A python module for locating dates inside text. Use this package to extract date-like
strings from documents and turn them into useful datetime/temporal objects.

As of ``1.0.0``, ``find_dates(...)`` defaults to the v2 compatibility engine.
The original engine remains available as ``find_dates_legacy(...)``.


Installation
------------

Requires Python 3.9+.

**With pip**

.. code-block:: sh

    pip install datefinder

If a compatible prebuilt wheel is unavailable for your platform, pip will build
from source and requires a Rust toolchain.

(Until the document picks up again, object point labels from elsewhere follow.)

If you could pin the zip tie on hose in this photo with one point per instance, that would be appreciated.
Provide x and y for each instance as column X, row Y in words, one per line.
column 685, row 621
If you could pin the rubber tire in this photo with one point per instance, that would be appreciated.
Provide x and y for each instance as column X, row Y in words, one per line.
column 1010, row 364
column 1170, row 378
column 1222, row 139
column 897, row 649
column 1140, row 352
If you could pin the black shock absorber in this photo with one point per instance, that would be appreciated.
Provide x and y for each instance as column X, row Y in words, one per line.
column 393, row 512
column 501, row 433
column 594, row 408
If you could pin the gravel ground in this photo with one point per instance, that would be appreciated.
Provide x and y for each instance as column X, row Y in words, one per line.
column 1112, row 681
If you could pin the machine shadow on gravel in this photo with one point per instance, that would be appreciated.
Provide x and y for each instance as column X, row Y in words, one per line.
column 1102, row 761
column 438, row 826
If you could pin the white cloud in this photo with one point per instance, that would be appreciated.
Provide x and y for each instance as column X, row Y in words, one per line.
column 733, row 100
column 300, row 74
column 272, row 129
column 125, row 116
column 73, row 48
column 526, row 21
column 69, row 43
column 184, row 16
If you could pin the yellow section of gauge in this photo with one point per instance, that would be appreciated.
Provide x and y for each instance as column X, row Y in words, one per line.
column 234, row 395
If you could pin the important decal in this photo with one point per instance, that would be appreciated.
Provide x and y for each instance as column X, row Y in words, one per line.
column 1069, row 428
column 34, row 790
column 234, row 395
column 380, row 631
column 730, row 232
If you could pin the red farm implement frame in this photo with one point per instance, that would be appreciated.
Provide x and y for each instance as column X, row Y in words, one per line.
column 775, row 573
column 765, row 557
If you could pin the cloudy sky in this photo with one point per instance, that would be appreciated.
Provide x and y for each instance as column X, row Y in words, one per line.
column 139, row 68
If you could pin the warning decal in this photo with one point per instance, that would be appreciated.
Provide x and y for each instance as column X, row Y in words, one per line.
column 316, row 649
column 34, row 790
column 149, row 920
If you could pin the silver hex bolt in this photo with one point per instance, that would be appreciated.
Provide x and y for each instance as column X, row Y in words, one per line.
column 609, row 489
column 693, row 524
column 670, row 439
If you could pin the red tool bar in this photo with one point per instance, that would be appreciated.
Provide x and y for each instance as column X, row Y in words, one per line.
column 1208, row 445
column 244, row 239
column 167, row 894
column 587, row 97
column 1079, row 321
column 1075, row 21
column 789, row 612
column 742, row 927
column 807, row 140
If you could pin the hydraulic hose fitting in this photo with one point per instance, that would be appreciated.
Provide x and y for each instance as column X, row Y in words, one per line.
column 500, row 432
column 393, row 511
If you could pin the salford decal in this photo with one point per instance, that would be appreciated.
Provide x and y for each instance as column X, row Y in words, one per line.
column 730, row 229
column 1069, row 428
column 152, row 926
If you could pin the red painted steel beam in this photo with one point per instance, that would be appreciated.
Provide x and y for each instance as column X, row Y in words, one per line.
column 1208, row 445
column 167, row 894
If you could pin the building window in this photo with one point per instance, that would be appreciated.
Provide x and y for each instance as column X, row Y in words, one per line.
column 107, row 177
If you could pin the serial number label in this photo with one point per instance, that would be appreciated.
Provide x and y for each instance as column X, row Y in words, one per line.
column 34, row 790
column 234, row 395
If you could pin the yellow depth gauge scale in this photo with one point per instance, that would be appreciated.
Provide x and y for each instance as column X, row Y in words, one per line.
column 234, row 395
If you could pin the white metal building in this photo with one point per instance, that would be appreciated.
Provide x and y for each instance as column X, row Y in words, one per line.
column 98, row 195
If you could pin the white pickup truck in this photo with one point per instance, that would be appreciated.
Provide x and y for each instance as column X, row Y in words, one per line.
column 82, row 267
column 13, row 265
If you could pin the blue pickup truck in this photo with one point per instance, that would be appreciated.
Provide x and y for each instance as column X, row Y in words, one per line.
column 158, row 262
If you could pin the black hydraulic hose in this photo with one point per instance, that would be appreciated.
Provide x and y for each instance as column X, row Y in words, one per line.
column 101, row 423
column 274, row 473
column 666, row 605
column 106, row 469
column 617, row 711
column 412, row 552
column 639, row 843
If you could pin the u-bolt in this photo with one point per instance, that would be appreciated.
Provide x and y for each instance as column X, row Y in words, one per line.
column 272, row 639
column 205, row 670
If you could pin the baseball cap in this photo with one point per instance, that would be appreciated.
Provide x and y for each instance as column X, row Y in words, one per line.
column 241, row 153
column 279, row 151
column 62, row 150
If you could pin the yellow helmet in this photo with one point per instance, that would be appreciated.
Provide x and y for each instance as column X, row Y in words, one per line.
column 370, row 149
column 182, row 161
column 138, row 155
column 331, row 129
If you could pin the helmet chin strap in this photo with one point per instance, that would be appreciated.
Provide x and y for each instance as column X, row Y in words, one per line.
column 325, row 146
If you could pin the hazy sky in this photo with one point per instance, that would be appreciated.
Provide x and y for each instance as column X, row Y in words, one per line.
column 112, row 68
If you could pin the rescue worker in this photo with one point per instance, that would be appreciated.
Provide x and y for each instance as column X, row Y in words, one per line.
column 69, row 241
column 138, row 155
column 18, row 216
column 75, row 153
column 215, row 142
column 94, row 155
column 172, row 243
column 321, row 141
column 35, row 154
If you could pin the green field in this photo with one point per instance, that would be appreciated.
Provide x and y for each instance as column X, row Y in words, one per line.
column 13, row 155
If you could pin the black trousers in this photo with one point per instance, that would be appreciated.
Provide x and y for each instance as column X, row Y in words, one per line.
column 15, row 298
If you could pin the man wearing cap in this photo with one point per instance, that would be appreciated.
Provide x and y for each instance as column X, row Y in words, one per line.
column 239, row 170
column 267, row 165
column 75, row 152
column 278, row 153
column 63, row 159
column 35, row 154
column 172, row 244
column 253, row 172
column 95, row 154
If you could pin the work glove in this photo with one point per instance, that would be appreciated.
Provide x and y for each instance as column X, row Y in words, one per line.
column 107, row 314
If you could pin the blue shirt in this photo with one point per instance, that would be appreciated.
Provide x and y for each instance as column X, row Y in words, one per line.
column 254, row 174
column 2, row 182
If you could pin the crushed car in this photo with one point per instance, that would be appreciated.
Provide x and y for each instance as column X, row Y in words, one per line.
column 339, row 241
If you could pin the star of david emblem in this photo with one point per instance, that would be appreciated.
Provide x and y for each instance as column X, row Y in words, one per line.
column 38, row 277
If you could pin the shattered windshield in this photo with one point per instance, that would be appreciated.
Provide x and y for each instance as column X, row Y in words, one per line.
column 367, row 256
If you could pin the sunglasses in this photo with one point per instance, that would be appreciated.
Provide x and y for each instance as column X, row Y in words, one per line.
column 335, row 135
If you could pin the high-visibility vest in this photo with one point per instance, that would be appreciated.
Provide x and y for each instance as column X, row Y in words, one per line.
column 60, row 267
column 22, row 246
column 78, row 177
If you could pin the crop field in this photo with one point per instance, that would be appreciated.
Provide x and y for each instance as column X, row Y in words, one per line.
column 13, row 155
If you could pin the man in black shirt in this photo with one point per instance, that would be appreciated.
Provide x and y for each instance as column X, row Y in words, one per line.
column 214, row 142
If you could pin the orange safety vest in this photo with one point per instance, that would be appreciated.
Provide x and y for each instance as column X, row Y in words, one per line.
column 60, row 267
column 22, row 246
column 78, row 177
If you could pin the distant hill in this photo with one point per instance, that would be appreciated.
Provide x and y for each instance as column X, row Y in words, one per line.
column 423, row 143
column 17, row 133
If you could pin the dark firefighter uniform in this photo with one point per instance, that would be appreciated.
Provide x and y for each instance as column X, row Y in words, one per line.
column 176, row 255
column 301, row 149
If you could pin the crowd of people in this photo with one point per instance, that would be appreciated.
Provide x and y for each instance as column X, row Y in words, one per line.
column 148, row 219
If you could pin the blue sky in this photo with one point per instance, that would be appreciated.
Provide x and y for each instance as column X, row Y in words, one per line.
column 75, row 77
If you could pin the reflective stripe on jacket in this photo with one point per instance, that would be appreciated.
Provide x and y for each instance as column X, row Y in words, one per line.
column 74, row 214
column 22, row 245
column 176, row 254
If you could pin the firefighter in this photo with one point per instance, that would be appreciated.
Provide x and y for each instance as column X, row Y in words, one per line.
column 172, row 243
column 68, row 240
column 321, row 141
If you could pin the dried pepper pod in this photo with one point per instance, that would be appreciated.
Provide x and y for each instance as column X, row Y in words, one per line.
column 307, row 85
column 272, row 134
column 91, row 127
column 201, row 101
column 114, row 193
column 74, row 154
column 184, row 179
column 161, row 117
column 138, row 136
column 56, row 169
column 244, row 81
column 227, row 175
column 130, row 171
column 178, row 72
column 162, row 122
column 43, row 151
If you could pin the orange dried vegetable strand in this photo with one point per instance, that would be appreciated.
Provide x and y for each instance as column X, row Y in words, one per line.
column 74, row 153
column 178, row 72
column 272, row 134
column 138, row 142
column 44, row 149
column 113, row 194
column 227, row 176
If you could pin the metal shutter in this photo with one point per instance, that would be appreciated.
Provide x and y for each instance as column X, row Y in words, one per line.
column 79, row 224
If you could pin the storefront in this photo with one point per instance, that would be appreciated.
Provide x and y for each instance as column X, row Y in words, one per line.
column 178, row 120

**Note:  I do not publish the version on conda forge and cannot verify its integrity.**

What You Can Do With datefinder
-------------------------------

``datefinder`` is a Python date parser for extracting dates from unstructured text.
It is useful when your data is not already normalized, for example:

- emails, tickets, and support conversations
- contracts, policies, and legal text
- logs, reports, and markdown/wiki pages
- scraped HTML and mixed-format documents

You can use it to:

- parse explicit calendar dates like ``January 4th, 2017`` or ``2024-11-03 18:00``
- parse relative expressions like ``tomorrow``, ``yesterday``, and ``in 3 days``
- parse multiple date formats in one pass (month-name, slash, ISO, hyphen)
- anchor relative parsing to a reference/base date
- return either compatibility datetimes or typed structured match objects

In short: if you need to find and parse dates from text in Python, especially
inside large documents with mixed formatting, ``datefinder`` is designed for that.

Common workflows:

- migration from legacy date extraction code:
  use ``find_dates_legacy(...)`` for parity, then move to ``find_dates(...)``
- modern typed extraction:
  use ``extract(...)`` to get match kinds, spans, confidence, and structured values
- command line processing:
  use ``datefinder --engine extract --json`` in shell pipelines

Example (Python):

.. code-block:: python

    import datefinder
    from datetime import datetime, timezone

    text = "Meeting tomorrow; launch on 2024-11-03 18:00 UTC."
    ref = datetime(2026, 3, 19, 12, 0, tzinfo=timezone.utc)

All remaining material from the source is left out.